There still lived, in the national mechanism, strange and hateful regional political formations; these used to bring our solidarity into question, if not into peril. The activities of the government in terms of services, improvements and appropriations were guided and affected, not by real natural necessities, but by the desire to ingratiate this or that population, or region. The treasury was tapped by this base policy of politics—electoral strategy.
A bureaucracy already suffering from elephantiasis increased its distention, generating that spirit of trouble, those characters of instability, of intolerance, of slight love of duty, which are typical of all great accumulations of functionaries, especially when the latter are not well paid, and do not see their moral prestige supported and built up by the authority of the state and by precise and clear definition of individual responsibility.

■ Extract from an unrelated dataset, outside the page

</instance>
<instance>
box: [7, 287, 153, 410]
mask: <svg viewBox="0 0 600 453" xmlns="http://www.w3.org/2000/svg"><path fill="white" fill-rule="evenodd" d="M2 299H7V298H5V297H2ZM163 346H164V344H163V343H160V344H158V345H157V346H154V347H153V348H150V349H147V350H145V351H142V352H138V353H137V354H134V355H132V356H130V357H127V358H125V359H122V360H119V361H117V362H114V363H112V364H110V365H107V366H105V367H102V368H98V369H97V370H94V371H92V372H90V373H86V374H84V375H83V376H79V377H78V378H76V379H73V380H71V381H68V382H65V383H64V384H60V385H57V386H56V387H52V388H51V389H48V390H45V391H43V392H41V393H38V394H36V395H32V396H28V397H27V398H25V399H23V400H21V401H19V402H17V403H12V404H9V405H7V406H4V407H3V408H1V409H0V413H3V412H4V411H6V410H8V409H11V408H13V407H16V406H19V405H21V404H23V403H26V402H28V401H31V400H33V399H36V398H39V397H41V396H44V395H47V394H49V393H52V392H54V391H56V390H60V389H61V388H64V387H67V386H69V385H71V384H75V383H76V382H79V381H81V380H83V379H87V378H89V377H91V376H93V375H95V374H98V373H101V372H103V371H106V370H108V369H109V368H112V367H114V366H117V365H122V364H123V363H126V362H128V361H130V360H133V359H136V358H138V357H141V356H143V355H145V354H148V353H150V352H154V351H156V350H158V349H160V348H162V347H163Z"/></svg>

We still had, as a consequence of our generous struggle, the Fascist squadron formations. They might become, in the new conditions of life, a danger threatening public order and legality.
The army and the navy lived apart from the great problems of national life. As a matter of fact, though this is good in many respects, it is not good when they are set aside in an almost humiliated formation. Aviation was in disorder. It was difficult to give it new strength. One must not forget, when considering aviation, that Nitti had forbidden flight, not only for military planes, but also for private planes. His command was to demobilize aviation, and to sell the motors as well as the airplanes. It was a kind of premeditated murder of a nation which really did not want to be strangled.
In the meantime there assembled in Rome all the arms and legs of anti-Fascism, in all its gradations. The political parties, at first dismayed by the revolution of the Black Shirts and my advent to power, began to revive. They began to find courage to pursue again the general trend of political parties in the equivocal atmosphere of the parliamentary corridors at Montecitorio. The Italian press was, for the greater part, tied to old groups and to old political customers.
It was necessary to reorganize all civil life, without forgetting the basic need of a supervisory force. It was necessary to give order to political economy, to the schools, to our military strength. It was necessary to abolish double functions, to reduce bureaucracy, to improve public services. It was necessary to check the corrosion and erosion of criticism by the remnants of the old political parties. I had to fight external attacks. I had to refine and improve Fascism. I had to divide and floor the enemies. I saw the vision that I must in every respect work to improve and to give tone to all the manners and customs of Italian political life.
It was also imperative not to neglect the ten millions of Italians emigrated beyond the frontiers. We had to give faith again to the zones on our borders. We had to assist in bringing modern improvements and stimuli to the life of the southern regions, and to get in touch with all the men of the healthy and strong provinces, wherever they were.